Alcoholics Anonymous is unique, not only because of its phenomenal job of saving human beings from alcoholic misery, but also because it is not a formally “founded” organization. Bill began it as a one-man reclamation project to save himself. From there, it just grew. Bill now devotes virtually all of his time to the cause, but Alcoholics Anonymous continues without constitution, charter, by-laws and dues.

The movement is still in its infancy, but its influence spreads rapidly, even invading the prisons. In California’s San Quentin some time ago, a group of inmates who had held alcoholism responsible for their incarceration obtained permission from the warden to organize a unit.
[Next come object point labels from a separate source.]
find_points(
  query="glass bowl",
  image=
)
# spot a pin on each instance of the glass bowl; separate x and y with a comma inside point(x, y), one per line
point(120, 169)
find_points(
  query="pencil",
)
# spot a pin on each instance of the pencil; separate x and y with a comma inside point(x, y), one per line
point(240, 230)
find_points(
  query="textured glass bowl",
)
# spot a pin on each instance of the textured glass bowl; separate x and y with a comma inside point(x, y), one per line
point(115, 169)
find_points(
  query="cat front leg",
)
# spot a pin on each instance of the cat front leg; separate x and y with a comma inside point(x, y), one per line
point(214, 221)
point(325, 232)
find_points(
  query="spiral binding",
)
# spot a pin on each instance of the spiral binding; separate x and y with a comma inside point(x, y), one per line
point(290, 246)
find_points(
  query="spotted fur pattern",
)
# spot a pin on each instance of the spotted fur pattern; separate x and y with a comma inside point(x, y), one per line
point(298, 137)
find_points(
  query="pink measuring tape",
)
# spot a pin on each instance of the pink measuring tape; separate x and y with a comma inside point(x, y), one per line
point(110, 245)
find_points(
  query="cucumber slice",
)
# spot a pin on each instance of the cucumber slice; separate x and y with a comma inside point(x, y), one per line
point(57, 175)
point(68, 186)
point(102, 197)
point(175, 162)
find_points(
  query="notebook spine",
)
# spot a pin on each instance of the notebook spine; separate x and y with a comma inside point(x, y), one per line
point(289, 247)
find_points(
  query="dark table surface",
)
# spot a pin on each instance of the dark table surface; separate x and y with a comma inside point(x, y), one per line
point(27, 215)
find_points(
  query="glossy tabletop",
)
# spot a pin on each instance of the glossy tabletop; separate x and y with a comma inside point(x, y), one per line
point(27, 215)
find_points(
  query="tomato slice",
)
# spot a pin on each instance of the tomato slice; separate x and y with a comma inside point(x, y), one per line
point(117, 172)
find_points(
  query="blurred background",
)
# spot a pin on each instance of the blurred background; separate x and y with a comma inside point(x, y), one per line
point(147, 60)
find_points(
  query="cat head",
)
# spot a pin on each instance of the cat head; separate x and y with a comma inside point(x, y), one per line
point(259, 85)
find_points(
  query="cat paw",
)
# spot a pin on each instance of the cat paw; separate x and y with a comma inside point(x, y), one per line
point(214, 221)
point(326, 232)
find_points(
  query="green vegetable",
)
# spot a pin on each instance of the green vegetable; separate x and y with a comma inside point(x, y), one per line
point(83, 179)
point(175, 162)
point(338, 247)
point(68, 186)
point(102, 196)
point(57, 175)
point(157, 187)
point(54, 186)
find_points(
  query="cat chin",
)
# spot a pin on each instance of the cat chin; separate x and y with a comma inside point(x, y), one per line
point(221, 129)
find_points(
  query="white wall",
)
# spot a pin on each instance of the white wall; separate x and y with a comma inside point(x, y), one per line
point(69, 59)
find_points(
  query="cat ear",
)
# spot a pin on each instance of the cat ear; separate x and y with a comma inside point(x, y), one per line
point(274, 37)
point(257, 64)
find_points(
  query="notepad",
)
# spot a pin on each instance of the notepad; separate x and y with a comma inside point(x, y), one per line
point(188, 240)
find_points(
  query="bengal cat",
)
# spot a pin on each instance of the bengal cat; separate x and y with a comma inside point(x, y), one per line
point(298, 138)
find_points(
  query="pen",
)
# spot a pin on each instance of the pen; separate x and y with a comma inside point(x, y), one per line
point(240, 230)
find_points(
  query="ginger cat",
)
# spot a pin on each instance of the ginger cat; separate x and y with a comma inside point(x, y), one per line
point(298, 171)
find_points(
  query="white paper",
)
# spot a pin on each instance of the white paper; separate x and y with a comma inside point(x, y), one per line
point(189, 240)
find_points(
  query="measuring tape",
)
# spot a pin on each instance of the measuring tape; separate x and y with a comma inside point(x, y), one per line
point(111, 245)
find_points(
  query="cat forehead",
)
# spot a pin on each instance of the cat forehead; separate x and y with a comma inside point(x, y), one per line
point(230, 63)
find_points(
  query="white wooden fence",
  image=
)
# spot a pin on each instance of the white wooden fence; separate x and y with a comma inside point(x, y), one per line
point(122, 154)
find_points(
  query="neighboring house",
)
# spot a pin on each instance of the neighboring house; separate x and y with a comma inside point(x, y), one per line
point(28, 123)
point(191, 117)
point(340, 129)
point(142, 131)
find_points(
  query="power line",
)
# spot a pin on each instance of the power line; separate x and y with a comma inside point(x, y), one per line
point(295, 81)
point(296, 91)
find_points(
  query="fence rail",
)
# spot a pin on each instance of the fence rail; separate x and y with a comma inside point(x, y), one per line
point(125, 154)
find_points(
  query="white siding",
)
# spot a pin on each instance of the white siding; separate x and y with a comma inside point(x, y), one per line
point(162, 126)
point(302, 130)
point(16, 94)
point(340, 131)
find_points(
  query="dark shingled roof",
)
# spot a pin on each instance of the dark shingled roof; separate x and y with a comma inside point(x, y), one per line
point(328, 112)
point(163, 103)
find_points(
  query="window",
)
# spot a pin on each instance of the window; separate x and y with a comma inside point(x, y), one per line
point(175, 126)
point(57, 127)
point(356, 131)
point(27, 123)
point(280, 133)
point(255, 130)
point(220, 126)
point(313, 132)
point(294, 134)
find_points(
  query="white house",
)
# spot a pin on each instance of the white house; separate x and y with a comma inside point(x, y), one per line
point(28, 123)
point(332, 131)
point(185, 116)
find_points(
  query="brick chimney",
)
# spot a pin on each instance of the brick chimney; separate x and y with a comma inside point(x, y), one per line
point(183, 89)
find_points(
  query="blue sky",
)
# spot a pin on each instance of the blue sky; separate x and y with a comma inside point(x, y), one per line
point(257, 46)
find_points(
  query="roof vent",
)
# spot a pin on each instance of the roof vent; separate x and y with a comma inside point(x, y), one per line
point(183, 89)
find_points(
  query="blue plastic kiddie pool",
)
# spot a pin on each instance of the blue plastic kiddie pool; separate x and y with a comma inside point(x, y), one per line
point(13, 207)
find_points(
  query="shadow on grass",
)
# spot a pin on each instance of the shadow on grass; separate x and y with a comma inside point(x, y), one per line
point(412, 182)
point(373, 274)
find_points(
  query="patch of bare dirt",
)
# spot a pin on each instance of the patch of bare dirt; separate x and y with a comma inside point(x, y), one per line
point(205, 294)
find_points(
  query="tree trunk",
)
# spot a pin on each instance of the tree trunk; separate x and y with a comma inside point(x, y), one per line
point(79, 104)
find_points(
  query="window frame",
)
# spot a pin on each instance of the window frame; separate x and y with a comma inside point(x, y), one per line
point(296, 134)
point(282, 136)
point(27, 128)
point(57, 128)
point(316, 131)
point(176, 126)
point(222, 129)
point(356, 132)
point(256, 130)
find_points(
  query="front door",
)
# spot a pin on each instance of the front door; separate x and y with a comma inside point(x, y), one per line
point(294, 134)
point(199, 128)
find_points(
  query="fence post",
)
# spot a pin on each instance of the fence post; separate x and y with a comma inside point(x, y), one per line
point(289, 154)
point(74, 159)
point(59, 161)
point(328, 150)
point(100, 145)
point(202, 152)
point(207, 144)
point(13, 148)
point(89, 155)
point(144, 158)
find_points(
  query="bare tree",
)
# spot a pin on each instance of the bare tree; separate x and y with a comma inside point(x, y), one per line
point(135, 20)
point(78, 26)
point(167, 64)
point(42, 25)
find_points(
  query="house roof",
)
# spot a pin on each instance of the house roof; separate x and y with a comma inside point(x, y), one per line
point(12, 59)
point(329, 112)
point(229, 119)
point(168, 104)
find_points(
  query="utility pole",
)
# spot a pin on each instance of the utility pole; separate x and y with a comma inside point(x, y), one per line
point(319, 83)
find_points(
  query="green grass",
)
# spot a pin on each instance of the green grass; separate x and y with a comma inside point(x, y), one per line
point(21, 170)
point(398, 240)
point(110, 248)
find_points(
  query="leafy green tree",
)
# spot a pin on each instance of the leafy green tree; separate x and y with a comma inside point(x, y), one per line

Soon, other alert penologists were following San Quentin’s lead.

Because the Alcoholics Anonymous thoroughly understand their allergy which makes the first drink “fatal,” they refer to their redemption as “recovery”’ and not “cure.” A “cure” pre-supposes ability to drink again.

Recovery in itself follows no predictable course or period. For some men and women it is joyously sudden and lasting. Others find it a slower, harder path, beset by discouraging lapses. But it is a tribute to the sincerity and determination of these men and women that the majority eventually come out on top.

The chief stumbling blocks to a chronic alcoholic’s recovery, it is said, are the victim’s reluctance to admit that “liquor is boss,” and corresponding reluctance to ask for spiritual aid. Invariably, an alcoholic employs every possible subterfuge of self-deception before admitting that “booze cannot be beaten without help of one greater than myself.” Finally, after making the admission, many balk at the thought of religion as the price of release.

But, as the Alcoholics Anonymous themselves show, no one has to get religion in the accepted sense to be freed from the bottle. The sufferer who calls on God to help him applies his own personal conception of who or what the Deity is. It certainly cannot be hard to take, judging by the serenely happy men and women comprising the 10,000 former alcoholics who now lead normal, useful lives through the aid of a power greater than themselves.

“P.O. Box 658, Church Street Annex, New York 7, N. Y.,” through which flows an ever widening stream of inquiries from alcoholics or their despairing families and friends, is the only public contact with Alcoholics Anonymous. These touching inquiries receive swift, sympathetic response. P.O. Box 658 is an anonymous address that many must bless.